Assim que o pedido é protocolado, a Justiça Eleitoral inicia a análise de toda a documentação apresentada. O objetivo é verificar se cada candidato cumpre integralmente os requisitos exigidos pela legislação vigente.
A liberação dos nomes para constarem na urna eletrônica depende exclusivamente da conclusão dessa checagem. No caso da disputa pela Presidência da República, a análise dos registros é realizada pelo Tribunal Superior Eleitoral (TSE).

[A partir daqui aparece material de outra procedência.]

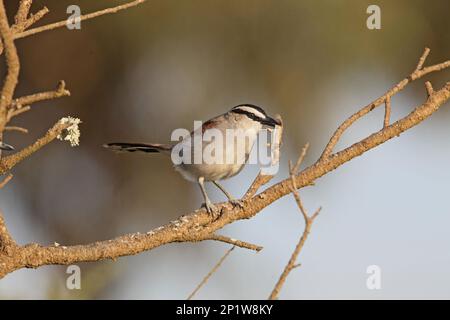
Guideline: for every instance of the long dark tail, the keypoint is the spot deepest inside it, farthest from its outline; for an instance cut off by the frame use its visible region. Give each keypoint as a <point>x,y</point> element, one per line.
<point>138,147</point>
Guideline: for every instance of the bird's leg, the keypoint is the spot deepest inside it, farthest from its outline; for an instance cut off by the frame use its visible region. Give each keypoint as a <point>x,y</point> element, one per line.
<point>208,204</point>
<point>232,200</point>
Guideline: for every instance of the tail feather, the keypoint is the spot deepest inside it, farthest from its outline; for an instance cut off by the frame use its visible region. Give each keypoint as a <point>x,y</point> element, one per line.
<point>138,147</point>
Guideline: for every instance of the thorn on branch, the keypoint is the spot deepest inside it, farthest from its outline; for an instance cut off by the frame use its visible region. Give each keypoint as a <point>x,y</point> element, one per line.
<point>429,88</point>
<point>422,59</point>
<point>387,112</point>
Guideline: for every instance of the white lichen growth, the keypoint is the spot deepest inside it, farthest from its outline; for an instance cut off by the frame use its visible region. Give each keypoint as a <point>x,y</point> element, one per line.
<point>72,132</point>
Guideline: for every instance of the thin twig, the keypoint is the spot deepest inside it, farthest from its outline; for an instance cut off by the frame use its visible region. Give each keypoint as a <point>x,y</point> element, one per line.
<point>22,12</point>
<point>60,91</point>
<point>6,180</point>
<point>9,162</point>
<point>308,223</point>
<point>15,128</point>
<point>296,168</point>
<point>15,112</point>
<point>214,269</point>
<point>13,65</point>
<point>429,88</point>
<point>88,16</point>
<point>235,242</point>
<point>417,74</point>
<point>387,111</point>
<point>30,21</point>
<point>422,59</point>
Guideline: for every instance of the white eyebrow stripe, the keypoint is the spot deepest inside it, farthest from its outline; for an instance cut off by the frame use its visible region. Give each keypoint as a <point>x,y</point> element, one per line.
<point>252,110</point>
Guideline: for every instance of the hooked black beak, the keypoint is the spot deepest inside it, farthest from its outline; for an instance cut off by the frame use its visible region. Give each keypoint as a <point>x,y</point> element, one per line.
<point>7,147</point>
<point>271,122</point>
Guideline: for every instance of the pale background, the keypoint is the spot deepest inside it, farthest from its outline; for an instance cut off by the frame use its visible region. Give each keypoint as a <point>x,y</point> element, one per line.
<point>139,74</point>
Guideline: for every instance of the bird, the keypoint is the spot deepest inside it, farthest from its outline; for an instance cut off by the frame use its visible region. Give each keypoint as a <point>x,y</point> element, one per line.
<point>6,147</point>
<point>247,118</point>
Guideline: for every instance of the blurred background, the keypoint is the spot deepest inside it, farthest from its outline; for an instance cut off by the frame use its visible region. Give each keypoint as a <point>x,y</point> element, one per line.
<point>139,74</point>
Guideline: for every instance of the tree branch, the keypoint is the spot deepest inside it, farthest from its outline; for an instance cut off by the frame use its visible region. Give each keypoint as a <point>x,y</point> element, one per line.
<point>199,225</point>
<point>60,91</point>
<point>308,224</point>
<point>7,163</point>
<point>235,242</point>
<point>418,73</point>
<point>13,65</point>
<point>88,16</point>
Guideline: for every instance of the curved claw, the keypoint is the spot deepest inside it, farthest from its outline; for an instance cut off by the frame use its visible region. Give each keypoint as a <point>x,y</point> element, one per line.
<point>211,209</point>
<point>237,203</point>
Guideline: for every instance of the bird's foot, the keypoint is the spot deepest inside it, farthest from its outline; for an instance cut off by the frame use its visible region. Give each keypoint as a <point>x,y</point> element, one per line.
<point>237,203</point>
<point>211,209</point>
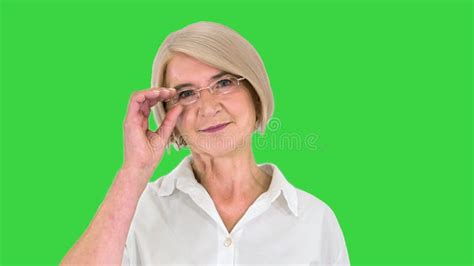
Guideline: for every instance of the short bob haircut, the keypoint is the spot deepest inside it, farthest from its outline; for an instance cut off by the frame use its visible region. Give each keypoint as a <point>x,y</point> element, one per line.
<point>220,47</point>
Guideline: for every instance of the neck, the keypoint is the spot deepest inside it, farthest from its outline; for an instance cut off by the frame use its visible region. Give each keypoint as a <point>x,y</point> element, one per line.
<point>231,177</point>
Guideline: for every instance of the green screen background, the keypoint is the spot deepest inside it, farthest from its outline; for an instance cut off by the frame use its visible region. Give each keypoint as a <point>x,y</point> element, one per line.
<point>386,87</point>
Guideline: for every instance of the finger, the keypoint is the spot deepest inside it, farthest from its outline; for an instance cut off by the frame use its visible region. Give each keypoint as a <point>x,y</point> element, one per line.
<point>139,98</point>
<point>167,127</point>
<point>165,94</point>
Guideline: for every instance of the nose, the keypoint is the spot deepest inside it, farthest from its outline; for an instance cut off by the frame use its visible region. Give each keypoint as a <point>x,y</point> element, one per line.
<point>209,105</point>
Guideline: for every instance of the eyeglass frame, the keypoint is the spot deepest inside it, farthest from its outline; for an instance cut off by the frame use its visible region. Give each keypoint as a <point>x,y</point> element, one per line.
<point>198,90</point>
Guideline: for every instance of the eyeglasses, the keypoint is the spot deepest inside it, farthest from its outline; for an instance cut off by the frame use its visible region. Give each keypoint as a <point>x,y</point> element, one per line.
<point>189,95</point>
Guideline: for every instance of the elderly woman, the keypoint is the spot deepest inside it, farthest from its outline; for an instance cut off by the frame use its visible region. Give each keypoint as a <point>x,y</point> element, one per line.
<point>210,92</point>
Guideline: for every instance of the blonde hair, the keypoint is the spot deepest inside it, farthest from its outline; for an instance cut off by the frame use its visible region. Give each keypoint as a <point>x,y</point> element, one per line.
<point>220,47</point>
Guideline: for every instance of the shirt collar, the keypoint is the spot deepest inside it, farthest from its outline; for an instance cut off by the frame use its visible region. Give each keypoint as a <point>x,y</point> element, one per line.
<point>182,178</point>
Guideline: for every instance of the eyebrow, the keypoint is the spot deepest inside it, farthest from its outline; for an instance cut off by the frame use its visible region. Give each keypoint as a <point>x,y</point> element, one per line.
<point>220,74</point>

Para os demais cargos, como governadores, senadores e deputados, a responsabilidade pela análise dos pedidos é dos Tribunais Regionais Eleitorais (TREs). Cada tribunal cuida das candidaturas nos âmbitos estaduais e federais de sua jurisdição.
Como funciona o limite de candidaturas e as cotas?
As regras eleitorais estabelecem limites específicos para cada categoria de cargo. Para as disputas de presidente, governador ou prefeito, é permitida apenas uma candidatura por partido, federação ou coligação, que deve ser sempre acompanhada de um vice.
Já nas eleições para deputado e vereador, o número de candidatos pode chegar ao total de vagas em disputa, com a possibilidade de uma vaga extra. O preenchimento dessas vagas deve observar critérios de composição de chapa.
A legislação determina o cumprimento obrigatório da cota de gênero para garantir a representatividade. Os partidos e federações devem apresentar um mínimo de 30% e um máximo de 70% de candidaturas de cada gênero.
O descumprimento dessa proporção pode gerar sanções graves para as agremiações. Caso o percentual exigido não seja respeitado, o registro de toda a chapa do partido ou federação poderá ser negado pela Justiça Eleitoral.